2.5D game actor facing the opposite of the mouse cursor position

Hello everyone. I am having a lot of trouble trying to make this behaviour.

I’ll attach you the blueprint that i made and a video link showing the problem.

I like the following method because it’s so universal and incredibly flexible:

  • imagine we create a virtual plane at the actor location, the plane is facing you
  • we then trace from the camera towards the cursor
  • at some point, the trace will intersect with the plane
  • we can rotate to face that point in 3d space

Image from Gyazo

If you print out the mouse position, you’ll see it has nothing to do with the X position of your actor. That’s the main problem.

I don’t usually work with flat D, so don’t have a good answer yet…

Thank you for the answer.
In this way my actor rotates in the z axis, not sure why. My actor should rotate on the y axis, to point the opposite
position of my mouse cursor

You’re seeing weird results because MouseX is a value between 0 and the maximum horizontal resolution of your display, it can be several thousand pixels if you’ve got many monitors…

Lets say we’re dealing with 1920x1080 only, though:

  • when the cursor is close to the left hand side of the viewport, you set Roll to 0, at far right you set the Roll to 1920 and anything in between. Roll is 360 degrees - essentially, it ends up tumbling the actor around many times as you can fit multiple 360s in 1920.
  • if you now work in actor world location, it gets even worse; what happens when the actor is at -8000; you get mouseX 1000 - 8000 and end up with -7000 roll and that’s like 20 full spins

Essentially, it’s what ClockworkOcean says in his comment, screenspace (mouse location) is very different from world space.

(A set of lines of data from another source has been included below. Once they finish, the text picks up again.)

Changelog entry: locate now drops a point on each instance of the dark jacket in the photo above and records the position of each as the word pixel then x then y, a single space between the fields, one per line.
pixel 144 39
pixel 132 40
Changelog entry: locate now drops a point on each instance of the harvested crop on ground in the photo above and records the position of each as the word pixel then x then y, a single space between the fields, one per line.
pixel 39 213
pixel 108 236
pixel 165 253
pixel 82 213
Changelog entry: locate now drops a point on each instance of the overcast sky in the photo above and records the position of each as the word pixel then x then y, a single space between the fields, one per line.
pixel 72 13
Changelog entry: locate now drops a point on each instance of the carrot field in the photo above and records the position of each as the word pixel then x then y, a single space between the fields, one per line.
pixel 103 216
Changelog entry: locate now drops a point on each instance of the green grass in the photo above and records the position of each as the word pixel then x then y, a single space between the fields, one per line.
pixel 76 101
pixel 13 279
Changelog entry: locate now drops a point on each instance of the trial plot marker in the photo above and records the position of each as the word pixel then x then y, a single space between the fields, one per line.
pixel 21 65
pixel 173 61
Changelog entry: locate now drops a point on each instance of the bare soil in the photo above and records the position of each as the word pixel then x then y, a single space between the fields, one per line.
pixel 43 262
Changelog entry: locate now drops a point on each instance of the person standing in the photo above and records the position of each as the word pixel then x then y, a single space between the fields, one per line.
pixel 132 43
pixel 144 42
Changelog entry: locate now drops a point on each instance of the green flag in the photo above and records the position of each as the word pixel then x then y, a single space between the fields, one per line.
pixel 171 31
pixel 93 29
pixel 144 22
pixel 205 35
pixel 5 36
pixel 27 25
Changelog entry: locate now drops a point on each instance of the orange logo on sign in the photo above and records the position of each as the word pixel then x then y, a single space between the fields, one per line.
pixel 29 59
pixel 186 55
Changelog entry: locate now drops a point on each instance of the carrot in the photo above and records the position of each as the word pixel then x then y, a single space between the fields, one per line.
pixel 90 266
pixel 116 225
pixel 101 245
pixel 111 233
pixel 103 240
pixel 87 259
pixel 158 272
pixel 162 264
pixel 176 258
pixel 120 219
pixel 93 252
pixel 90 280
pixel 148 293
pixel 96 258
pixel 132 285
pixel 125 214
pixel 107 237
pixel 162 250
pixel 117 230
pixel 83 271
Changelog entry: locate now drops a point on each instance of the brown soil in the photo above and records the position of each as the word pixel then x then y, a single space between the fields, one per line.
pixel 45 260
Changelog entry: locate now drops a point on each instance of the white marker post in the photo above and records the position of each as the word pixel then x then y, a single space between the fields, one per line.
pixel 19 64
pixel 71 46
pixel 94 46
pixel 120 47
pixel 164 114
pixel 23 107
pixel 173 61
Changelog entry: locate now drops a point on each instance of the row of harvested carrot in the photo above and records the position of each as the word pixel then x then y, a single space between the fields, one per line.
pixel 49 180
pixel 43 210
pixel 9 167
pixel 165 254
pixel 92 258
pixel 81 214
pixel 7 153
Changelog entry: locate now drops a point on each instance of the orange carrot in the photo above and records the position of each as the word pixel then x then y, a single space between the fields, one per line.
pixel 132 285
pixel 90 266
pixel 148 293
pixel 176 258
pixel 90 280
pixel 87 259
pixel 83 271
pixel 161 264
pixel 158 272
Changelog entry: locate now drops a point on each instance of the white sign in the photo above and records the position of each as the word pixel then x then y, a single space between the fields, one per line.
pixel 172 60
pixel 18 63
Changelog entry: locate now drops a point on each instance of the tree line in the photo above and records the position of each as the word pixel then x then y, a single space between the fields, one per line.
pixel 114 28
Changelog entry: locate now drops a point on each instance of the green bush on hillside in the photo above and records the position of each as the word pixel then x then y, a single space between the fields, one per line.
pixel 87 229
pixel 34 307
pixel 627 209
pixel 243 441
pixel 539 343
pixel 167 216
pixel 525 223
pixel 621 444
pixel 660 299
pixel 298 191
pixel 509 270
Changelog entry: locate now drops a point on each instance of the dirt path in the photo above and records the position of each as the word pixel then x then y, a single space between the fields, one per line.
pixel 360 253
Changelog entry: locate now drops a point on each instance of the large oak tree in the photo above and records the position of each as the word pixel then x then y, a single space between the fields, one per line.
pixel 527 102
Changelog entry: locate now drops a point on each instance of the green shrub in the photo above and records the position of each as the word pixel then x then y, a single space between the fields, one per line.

We need a translation.

To visualise what I mean:

  • there is a plane at actor location we’re tracing against
  • the yellow arrow is the trace from the camera towards the cursor (projected into the world)
  • this trace hits the plane - that’s the intersection point
  • we then rotate the object towards that point - the green arrow

Hope this makes sense.

This is a great method if you want to rotate things at arbitrary angles but can’t afford / don’t want to rely on geometry.

Hello Everynone. Thank you for the answer, i did it and it’s working perfectly, i’m so happy that its finally working! Thank you so much!